Beachcomber est véritablement minuscule — on pourrait lancer une pierre depuis le terrain de volley-ball et s’attendre raisonnablement à ce qu’elle atterrisse dans l’océan de l’autre côté. J’y suis allé par pure curiosité, ayant lu que c’était le resort routard originel des Fidji, fonctionnant sans interruption depuis les années 1960 sur une formule de bures-dortoirs, de Fiji Bitter bon marché, et d’une routine nocturne qui a apparemment très peu changé en soixante ans. Le bateau depuis Port Denarau a pris environ quatre-vingt-dix minutes, et j’en ai passé la majeure partie à parler avec une institutrice à la retraite de Brisbane qui venait à Beachcomber tous les deux ans depuis ses vingt ans et décrivait l’île avec la tendresse particulière que les gens réservent d’habitude à une maison d’enfance.

L’île entière se parcourt à pied en moins de cinq minutes d’un bout à l’autre, ce qui ressemble à une limite mais fonctionne plutôt comme une étrange forme de liberté — il n’y a nulle part où être, parce que partout est déjà là où l’on est.
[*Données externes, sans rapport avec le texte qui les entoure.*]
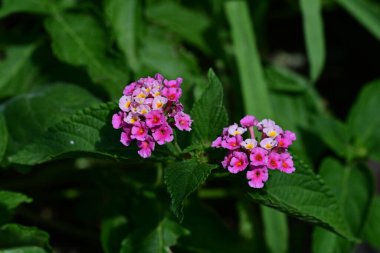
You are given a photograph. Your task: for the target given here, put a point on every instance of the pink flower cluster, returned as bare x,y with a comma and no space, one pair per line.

J’ai déposé mon sac dans une bure-dortoir à six lits avec des moustiquaires visiblement rapiécées à de nombreuses reprises, et le temps de défaire mes affaires, quelqu’un m’avait déjà tendu un verre et demandé si je voulais rejoindre une partie de volley-ball de plage contre tout un bateau de routards français arrivés une heure plus tôt.

Des routards jouant au volley-ball de plage sur la bande de sable étroite de l'île de Beachcomber à l'heure dorée, îles Mamanuca, Fidji

Le snorkeling au large de la pointe nord est meilleur que ne le laisserait supposer la réputation festive de l’île — une pente récifale descend de l’eau à hauteur de taille à environ huit mètres en une courte nage, et j’y ai trouvé un petit banc de poissons-perroquets à bosse broutant en fin de matinée, de gros poissons qui se déplacent avec une gravité au ralenti totalement en contradiction avec les poissons de récif frénétiques qui filaient autour d’eux. J’y suis retourné trois matins de suite avant que les sessions de kava de la veille au soir ne rattrapent tout le monde, et j’avais toute la pente pratiquement pour moi seul.

Les soirées à Beachcomber sont la raison de sa réputation — un groupe live la plupart des soirs, un feu de camp, un cercle de kava qui commence poliment et devient progressivement moins sage à mesure que le bol circule. J’ai rencontré des gens de neuf pays en trois jours, ce qui témoigne soit de la gravité sociale de l’île, soit simplement de ce qui arrive quand on met soixante voyageurs sur un banc de sable avec un seul bar et nulle part ailleurs où aller. Dans un cas comme dans l’autre, je suis reparti avec trois numéros de téléphone et une légère gueule de bois au kava, ce qui me semblait un compte rendu honnête de la visite.

Le feu de camp et le bar de chaume sur l'île de Beachcomber illuminés le soir avec une petite foule rassemblée pour la session de kava du soir, Fidji

Quand y aller : Toute l’année, car l’attrait de l’île est plus social que pittoresque, mais juin à septembre apporte les transferts en bateau les plus calmes depuis Nadi et les soirées les plus sèches pour l’ambiance du bar en plein air.